Zwangsarbeiter-Datenbank in Graz präsentiert
Es ist eine Art "Kaleidoskop der Zwangsarbeit" in Graz, schilderte Barbara Stelzl-Marx, Leiterin des Ludwig Boltzmann Institut für Kriegsfolgenforschung, am Freitag bei einem Pressegespräch im GrazMuseum. Zudem sei es eine "Premiere", denn vergleichbare Daten in dem Umfang seien weder in Wien noch irgendwo anders im deutschsprachigen Raum zu finden, sagte Projektkoordinator Martin Sauerbrey-Almasy. Seit 2018 wurde daran gearbeitet, die vergangenen beiden Jahre intensiv. Die teilweise schlampig in Kurrentschrift verfassten Karten aus der NS-Lagerkartei, manche auch physisch schon in einem schlechten Zustand, wurden dafür einzeln in die Datenbank übertragen.
Angehörige und Nachkommen von Zwangsarbeitern können nun wesentlich einfacher Auskunft erhalten und aus den Daten wurden schon zahlreiche Ergebnisse abgeleitet: So stammten die in Graz angesiedelten Zwangsarbeiter demnach aus 40 unterschiedlichen Nationen und mussten an über 700 Adressen in der steirischen Landeshauptstadt arbeiten - teils in Fabriken, aber auch bei Privatpersonen. 40 Prozent der Menschen waren Hilfsarbeiter, doch auch viele Schlosser wurden eingesetzt - speziell in den ehemaligen Puch-Werken auf der gegenüberliegenden Muruferseite des Lagers Liebenau.
Im Lager Liebenau haben sich zwischen 1941 und 1945 auch fast zwei Drittel aller Zwangsarbeiter in Graz einmal aufgehalten.
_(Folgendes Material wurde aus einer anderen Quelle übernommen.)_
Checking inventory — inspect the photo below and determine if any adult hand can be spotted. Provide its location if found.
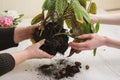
[69,34,106,50]
[14,25,39,43]
[11,40,53,64]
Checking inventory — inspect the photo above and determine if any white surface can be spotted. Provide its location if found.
[0,10,120,80]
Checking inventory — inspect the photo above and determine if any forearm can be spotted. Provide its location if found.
[95,14,120,25]
[0,28,18,50]
[105,38,120,49]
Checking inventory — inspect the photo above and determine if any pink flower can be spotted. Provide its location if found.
[0,16,13,27]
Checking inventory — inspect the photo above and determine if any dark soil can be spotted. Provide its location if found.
[38,59,81,79]
[33,22,68,55]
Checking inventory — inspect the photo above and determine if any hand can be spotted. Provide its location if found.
[25,39,53,59]
[89,14,99,23]
[11,40,53,65]
[14,25,38,43]
[69,34,106,50]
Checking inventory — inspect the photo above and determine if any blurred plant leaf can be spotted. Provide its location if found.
[55,0,68,15]
[72,0,91,23]
[31,14,44,25]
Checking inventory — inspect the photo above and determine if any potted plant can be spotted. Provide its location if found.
[31,0,99,56]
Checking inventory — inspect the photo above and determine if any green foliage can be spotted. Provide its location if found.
[31,0,100,55]
[31,13,44,25]
[55,0,68,15]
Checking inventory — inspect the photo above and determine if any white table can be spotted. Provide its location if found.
[0,12,120,80]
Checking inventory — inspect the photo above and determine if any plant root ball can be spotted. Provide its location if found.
[33,22,68,55]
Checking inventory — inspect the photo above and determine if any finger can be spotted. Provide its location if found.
[77,34,93,39]
[42,51,53,58]
[69,42,87,50]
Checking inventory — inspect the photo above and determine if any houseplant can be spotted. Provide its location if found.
[31,0,99,56]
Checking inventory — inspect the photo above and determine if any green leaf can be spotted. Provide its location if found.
[55,0,68,15]
[31,14,44,25]
[42,0,56,11]
[93,48,97,56]
[65,20,72,29]
[72,0,91,23]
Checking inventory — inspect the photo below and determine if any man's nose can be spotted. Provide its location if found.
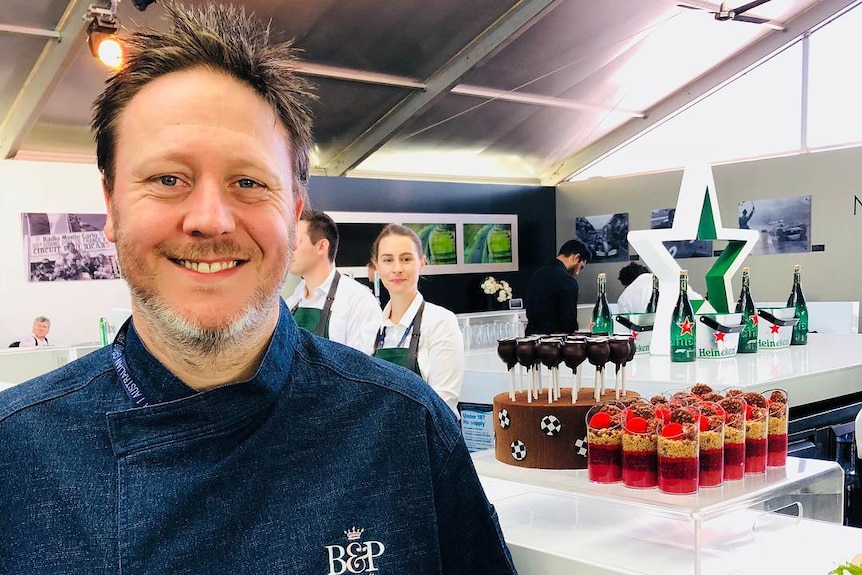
[183,180,236,237]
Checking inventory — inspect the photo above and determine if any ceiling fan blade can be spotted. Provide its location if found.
[731,0,769,15]
[732,14,769,24]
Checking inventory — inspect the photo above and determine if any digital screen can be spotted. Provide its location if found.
[335,223,386,267]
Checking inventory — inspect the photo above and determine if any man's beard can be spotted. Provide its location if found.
[116,225,295,363]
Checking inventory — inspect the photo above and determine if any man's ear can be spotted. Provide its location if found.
[102,177,117,243]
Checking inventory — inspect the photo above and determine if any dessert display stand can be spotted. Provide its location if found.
[461,334,862,407]
[473,450,862,575]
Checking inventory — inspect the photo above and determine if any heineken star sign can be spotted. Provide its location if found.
[628,164,759,355]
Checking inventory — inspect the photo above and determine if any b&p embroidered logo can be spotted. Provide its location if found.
[326,526,386,575]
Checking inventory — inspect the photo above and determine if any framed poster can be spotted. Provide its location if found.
[575,213,629,263]
[327,212,518,277]
[737,196,811,255]
[21,212,120,282]
[650,208,712,259]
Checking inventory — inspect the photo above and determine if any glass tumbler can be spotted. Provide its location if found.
[586,401,623,483]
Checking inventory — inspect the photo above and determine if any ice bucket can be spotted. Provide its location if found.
[614,313,655,353]
[757,307,798,349]
[695,313,745,359]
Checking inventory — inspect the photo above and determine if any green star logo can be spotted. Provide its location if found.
[628,164,759,355]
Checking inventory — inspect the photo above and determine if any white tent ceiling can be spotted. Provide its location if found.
[0,0,854,185]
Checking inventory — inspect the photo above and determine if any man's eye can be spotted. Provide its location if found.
[236,178,260,190]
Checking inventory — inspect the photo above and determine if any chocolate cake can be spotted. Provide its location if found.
[494,387,639,469]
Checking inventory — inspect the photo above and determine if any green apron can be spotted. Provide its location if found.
[290,271,341,339]
[373,301,425,377]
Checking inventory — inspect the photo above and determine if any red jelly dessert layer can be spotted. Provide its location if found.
[698,448,724,487]
[745,438,766,473]
[766,433,787,467]
[724,443,745,480]
[658,457,700,493]
[623,451,658,488]
[587,443,623,483]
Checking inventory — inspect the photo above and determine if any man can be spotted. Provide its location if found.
[287,210,382,355]
[17,315,51,347]
[617,262,652,313]
[617,262,703,313]
[0,2,514,575]
[525,240,591,335]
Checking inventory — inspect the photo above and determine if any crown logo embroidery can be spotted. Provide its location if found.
[344,526,365,541]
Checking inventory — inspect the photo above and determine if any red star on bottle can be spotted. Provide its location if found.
[677,318,694,335]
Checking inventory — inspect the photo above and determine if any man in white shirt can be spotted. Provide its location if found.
[287,210,382,354]
[617,262,652,313]
[616,262,703,313]
[18,315,51,347]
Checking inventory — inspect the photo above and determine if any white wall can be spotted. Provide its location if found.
[0,160,131,347]
[0,160,308,348]
[557,147,862,326]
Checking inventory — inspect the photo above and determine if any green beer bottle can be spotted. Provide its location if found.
[736,268,757,353]
[670,270,697,362]
[787,264,808,345]
[428,225,455,266]
[488,225,512,264]
[590,274,613,334]
[646,274,658,313]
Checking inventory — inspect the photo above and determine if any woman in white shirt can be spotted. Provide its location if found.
[372,224,464,416]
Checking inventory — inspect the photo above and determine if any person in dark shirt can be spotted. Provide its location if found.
[526,240,592,335]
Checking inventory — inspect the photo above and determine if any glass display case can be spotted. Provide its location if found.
[473,450,844,575]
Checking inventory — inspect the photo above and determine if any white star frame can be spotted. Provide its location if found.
[628,164,760,355]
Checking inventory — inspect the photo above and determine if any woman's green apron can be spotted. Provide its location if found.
[290,271,341,339]
[374,301,425,377]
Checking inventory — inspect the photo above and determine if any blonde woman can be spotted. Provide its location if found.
[372,224,464,416]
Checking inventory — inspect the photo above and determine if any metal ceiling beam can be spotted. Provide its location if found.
[541,0,858,186]
[0,0,89,158]
[323,0,563,176]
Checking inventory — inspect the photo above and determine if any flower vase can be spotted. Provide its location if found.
[485,294,500,311]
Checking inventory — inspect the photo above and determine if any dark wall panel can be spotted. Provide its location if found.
[309,177,557,313]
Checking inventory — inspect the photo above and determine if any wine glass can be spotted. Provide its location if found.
[560,336,587,403]
[536,337,562,403]
[608,335,629,399]
[585,336,611,401]
[622,334,638,395]
[515,336,539,403]
[497,337,518,401]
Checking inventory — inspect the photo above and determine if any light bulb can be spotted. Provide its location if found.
[98,35,123,68]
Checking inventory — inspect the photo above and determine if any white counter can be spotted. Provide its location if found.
[473,450,862,575]
[0,343,101,390]
[461,334,862,410]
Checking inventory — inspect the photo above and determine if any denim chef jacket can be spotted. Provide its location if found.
[0,302,515,575]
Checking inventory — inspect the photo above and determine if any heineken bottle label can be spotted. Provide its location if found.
[757,324,793,349]
[590,315,613,333]
[736,314,758,353]
[790,311,808,345]
[670,317,697,362]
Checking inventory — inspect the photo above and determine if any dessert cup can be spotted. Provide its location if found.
[718,397,746,481]
[742,392,769,474]
[623,399,658,489]
[657,406,700,494]
[764,389,787,467]
[698,401,725,487]
[586,401,623,483]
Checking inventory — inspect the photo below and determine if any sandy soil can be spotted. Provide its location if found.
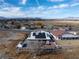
[0,31,79,59]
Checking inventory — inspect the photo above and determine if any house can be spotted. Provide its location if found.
[60,33,79,40]
[50,29,65,38]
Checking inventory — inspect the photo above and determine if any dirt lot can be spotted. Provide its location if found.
[0,31,79,59]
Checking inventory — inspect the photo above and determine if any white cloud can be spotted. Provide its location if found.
[53,4,69,8]
[20,0,27,5]
[71,3,79,7]
[48,0,64,2]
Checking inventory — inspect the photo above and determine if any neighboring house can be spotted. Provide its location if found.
[51,29,65,38]
[60,33,79,40]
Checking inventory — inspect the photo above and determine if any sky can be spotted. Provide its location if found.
[0,0,79,19]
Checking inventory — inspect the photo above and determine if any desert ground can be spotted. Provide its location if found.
[0,31,79,59]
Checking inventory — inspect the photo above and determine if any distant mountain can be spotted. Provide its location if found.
[0,16,6,19]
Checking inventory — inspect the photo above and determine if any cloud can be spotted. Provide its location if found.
[53,4,69,8]
[20,0,27,5]
[48,0,64,2]
[71,3,79,7]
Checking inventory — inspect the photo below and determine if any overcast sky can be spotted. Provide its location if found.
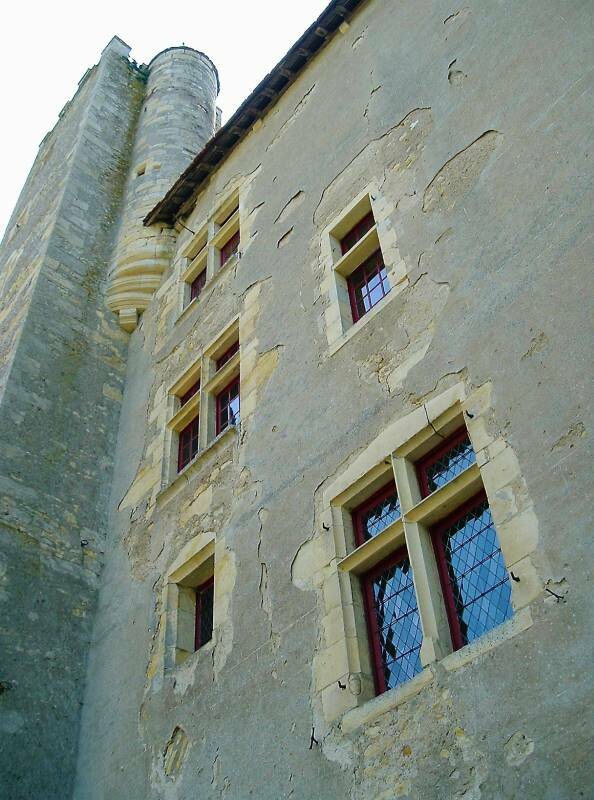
[0,0,328,237]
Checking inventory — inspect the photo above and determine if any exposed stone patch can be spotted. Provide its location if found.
[163,727,190,781]
[423,131,503,212]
Es waren bis zu 5.000 Menschen zeitgleich in dem "Ankunftslager", manche nur wenige Tage, ehe sie auf andere Lager oder Arbeitsstätten verteilt wurden. Die nun fertiggestellte Datenbank gibt Einblicke in das System dahinter und bringt "Licht in ein dunkles Thema der Grazer Zeitgeschichte", so Stelzl-Marx. Die Daten können nun auch Grundlage für weitere wissenschaftliche Arbeiten sein. Aus datenschutzrechtlichen Gründen sind sie aber vorerst nicht der breiten Öffentlichkeit zugänglich.
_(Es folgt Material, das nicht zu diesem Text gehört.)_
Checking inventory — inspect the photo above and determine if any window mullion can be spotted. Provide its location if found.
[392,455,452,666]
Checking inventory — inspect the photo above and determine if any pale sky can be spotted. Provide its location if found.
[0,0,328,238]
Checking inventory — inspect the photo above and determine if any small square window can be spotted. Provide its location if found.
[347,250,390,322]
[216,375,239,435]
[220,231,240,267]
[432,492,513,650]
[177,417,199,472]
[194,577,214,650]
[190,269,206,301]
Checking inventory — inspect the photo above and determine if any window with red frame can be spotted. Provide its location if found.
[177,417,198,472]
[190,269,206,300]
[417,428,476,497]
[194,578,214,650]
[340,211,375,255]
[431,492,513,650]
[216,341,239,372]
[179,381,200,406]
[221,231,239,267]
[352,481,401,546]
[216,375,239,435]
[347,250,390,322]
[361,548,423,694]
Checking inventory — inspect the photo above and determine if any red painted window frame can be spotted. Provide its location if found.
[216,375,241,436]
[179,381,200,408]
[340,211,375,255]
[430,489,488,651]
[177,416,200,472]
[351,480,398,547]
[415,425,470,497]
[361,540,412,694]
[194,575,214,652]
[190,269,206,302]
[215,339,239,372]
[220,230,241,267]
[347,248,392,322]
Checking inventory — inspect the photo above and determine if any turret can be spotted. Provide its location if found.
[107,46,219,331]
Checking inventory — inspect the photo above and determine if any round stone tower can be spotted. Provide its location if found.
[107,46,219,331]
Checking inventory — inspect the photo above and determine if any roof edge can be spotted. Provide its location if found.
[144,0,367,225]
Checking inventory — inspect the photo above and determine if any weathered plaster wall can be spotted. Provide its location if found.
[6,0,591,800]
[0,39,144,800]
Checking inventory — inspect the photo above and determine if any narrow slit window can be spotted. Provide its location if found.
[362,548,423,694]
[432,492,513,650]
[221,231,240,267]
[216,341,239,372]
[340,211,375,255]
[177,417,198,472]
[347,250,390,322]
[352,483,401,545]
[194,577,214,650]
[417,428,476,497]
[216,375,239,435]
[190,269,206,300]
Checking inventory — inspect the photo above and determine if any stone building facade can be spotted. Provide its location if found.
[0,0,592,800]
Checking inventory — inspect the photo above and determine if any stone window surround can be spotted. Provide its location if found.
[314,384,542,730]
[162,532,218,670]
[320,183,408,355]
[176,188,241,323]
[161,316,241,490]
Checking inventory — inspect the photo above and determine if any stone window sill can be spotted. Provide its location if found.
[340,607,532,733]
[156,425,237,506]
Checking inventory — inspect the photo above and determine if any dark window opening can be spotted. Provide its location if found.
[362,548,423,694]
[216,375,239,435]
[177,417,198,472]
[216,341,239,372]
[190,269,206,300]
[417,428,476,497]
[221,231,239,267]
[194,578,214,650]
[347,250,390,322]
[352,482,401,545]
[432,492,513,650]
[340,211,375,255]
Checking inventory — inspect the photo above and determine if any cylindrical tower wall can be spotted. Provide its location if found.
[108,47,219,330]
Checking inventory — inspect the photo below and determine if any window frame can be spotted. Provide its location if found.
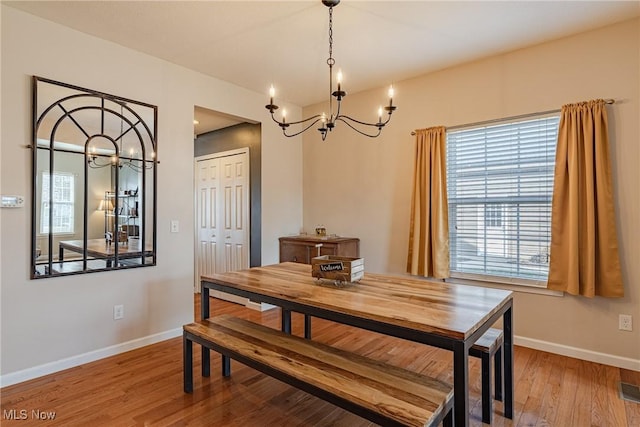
[39,171,77,236]
[447,110,560,295]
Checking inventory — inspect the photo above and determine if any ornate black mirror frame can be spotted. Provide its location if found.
[30,76,159,279]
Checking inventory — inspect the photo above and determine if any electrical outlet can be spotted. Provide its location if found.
[113,304,124,320]
[618,314,633,331]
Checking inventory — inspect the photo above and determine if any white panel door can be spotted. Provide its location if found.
[196,149,250,298]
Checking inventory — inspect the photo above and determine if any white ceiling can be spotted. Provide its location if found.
[3,0,640,133]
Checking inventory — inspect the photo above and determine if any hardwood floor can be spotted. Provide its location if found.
[0,295,640,427]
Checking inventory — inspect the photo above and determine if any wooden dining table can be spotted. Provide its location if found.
[58,239,153,267]
[201,263,514,426]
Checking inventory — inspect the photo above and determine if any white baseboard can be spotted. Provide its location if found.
[0,328,182,387]
[0,326,640,387]
[513,336,640,372]
[209,290,275,311]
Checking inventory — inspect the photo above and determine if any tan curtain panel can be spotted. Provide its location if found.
[547,100,624,297]
[407,126,449,279]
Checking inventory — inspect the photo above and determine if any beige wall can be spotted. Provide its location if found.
[0,5,302,385]
[303,19,640,370]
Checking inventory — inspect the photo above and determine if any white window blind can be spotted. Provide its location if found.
[447,115,559,285]
[40,172,75,234]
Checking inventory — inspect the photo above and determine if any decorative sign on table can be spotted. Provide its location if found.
[311,255,364,284]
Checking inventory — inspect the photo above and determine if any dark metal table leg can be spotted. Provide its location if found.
[182,333,193,393]
[453,341,469,427]
[304,314,311,340]
[281,308,291,334]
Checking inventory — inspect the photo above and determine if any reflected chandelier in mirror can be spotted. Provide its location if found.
[30,76,159,279]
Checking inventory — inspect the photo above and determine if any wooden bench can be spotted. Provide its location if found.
[183,315,453,426]
[300,312,504,424]
[469,328,504,424]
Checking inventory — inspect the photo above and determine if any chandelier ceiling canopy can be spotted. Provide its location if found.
[265,0,396,141]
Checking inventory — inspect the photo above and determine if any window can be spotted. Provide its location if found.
[40,172,75,234]
[447,115,559,285]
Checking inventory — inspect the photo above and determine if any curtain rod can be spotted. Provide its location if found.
[411,99,616,135]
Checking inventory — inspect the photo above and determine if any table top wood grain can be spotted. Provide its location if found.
[60,239,153,258]
[201,263,512,340]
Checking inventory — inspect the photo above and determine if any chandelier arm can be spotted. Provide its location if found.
[282,118,320,138]
[340,114,391,128]
[337,116,382,138]
[271,113,322,126]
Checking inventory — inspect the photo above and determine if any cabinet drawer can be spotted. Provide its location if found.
[280,237,360,264]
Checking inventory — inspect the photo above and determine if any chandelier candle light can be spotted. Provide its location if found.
[265,0,396,141]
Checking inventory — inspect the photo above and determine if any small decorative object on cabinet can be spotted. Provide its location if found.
[101,190,140,244]
[279,235,360,264]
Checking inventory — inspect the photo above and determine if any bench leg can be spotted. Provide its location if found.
[221,354,231,377]
[442,409,453,427]
[481,353,493,424]
[494,347,504,402]
[304,314,311,340]
[182,334,193,393]
[202,346,211,377]
[280,308,291,335]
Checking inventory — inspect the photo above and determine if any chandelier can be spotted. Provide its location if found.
[265,0,396,141]
[87,101,154,172]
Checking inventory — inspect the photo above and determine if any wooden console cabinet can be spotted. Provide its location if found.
[279,235,360,264]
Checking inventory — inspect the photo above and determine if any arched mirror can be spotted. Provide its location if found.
[31,76,158,279]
"Die Stadt Graz hat das Projekt mit 50.000 Euro unterstützt", sagte Kultur- und Wissenschaftsstadtrat Günter Riegler (ÖVP). Für die neue Geschäftsführerin des GrazMuseums, Sibylle Dienesch, ist es "ein weiterer Schritt zur Aufarbeitung der NS-Zeit". Aus der Datenbank gehe eine "Fülle an Schicksalen" hervor, die nun für die Erforschung zur Verfügung stehen würden. Stelzl-Marx beschrieb stellvertretend die erfassten Daten von Ivan Anosov aus der ehemaligen UdSSR. Er war mehrfach im Lager Liebenau untergebracht und verfasste dort auch ein handschriftliches Wörterbuch mit deutschen Vokabeln, um sie für andere Zwangsarbeiter auf Russisch zu übersetzen. Darunter waren Begriffe wie "15 Peitsche" oder "2 Uhr Kniebeuge".
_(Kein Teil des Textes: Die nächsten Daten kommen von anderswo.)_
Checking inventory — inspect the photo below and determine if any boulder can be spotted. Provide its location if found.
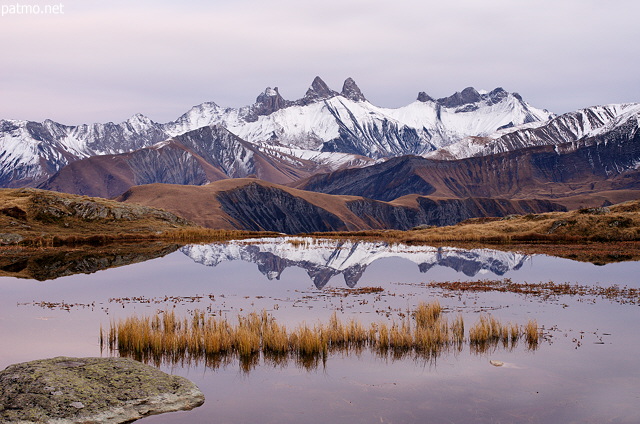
[0,357,204,424]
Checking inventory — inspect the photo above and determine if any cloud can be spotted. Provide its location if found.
[0,0,640,123]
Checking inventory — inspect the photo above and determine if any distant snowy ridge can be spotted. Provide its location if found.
[0,77,553,187]
[424,103,640,160]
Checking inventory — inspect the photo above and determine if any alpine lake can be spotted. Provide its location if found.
[0,237,640,424]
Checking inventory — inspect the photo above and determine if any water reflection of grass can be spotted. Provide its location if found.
[420,278,640,305]
[100,301,541,371]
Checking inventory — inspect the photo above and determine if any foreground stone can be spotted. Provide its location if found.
[0,357,204,424]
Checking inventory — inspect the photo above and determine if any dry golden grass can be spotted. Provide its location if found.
[100,301,542,370]
[304,200,640,244]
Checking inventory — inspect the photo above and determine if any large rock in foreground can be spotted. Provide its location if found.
[0,357,204,424]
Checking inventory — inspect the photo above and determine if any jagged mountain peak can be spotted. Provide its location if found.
[417,91,433,103]
[438,87,482,107]
[253,87,288,116]
[123,113,155,126]
[301,76,338,104]
[340,77,367,102]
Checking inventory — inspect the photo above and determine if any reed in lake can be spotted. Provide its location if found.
[100,300,541,369]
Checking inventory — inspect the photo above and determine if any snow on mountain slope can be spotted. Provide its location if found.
[0,115,168,187]
[425,103,640,159]
[0,77,627,187]
[180,237,529,288]
[163,78,553,158]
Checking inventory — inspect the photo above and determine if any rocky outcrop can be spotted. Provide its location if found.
[0,243,179,281]
[347,197,566,230]
[0,357,204,424]
[217,183,347,230]
[252,87,290,120]
[417,91,433,103]
[119,179,565,234]
[296,77,338,105]
[438,87,482,108]
[340,77,367,102]
[24,189,189,225]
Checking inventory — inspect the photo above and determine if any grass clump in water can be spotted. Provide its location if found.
[100,301,542,371]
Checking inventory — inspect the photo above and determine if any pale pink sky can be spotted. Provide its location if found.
[0,0,640,125]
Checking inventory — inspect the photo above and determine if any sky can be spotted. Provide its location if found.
[0,0,640,125]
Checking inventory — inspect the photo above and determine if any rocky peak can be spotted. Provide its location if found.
[418,91,433,103]
[487,87,509,104]
[254,87,287,116]
[340,77,367,102]
[300,77,338,105]
[126,113,153,126]
[438,87,482,107]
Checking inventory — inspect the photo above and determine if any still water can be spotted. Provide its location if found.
[0,238,640,424]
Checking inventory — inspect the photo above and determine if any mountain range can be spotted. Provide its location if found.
[0,77,640,232]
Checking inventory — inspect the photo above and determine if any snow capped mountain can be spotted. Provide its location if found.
[0,115,168,187]
[180,237,529,288]
[163,77,553,159]
[425,103,640,159]
[0,77,637,191]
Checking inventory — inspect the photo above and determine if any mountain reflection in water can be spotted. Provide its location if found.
[180,237,530,289]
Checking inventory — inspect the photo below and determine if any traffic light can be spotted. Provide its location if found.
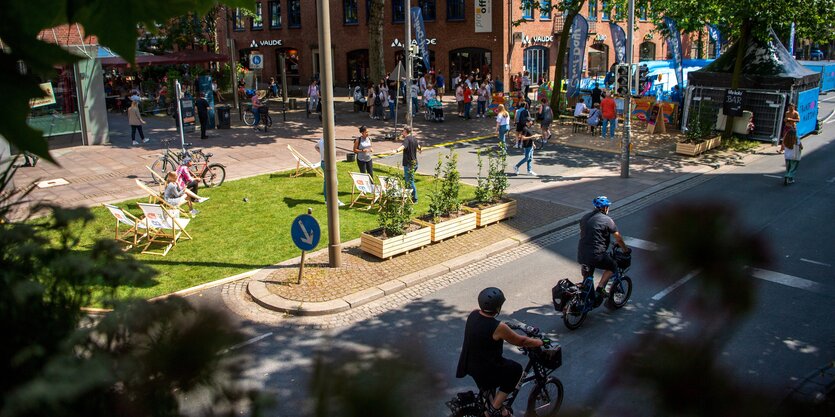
[638,64,649,94]
[615,64,629,97]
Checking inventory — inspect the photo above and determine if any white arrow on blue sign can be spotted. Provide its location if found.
[290,214,322,251]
Weitere Details aus der Datenbank: Der Großteil der Zwangsarbeiterinnen und Zwangsarbeiter waren zwischen 15 und 40 Jahre alt, das Durchschnittsalter betrug 26 Jahre. Mindestens 150 Kinder wurden von Zwangsarbeiterinnen in Graz geboren und haben ihre ersten Lebensjahre im Lager verbracht. Bei sowjetischen "Ostarbeiterinnen" und Polinnen wurden aber auch Zwangsabtreibungen vorgenommen, geht aus anderen Studien hervor.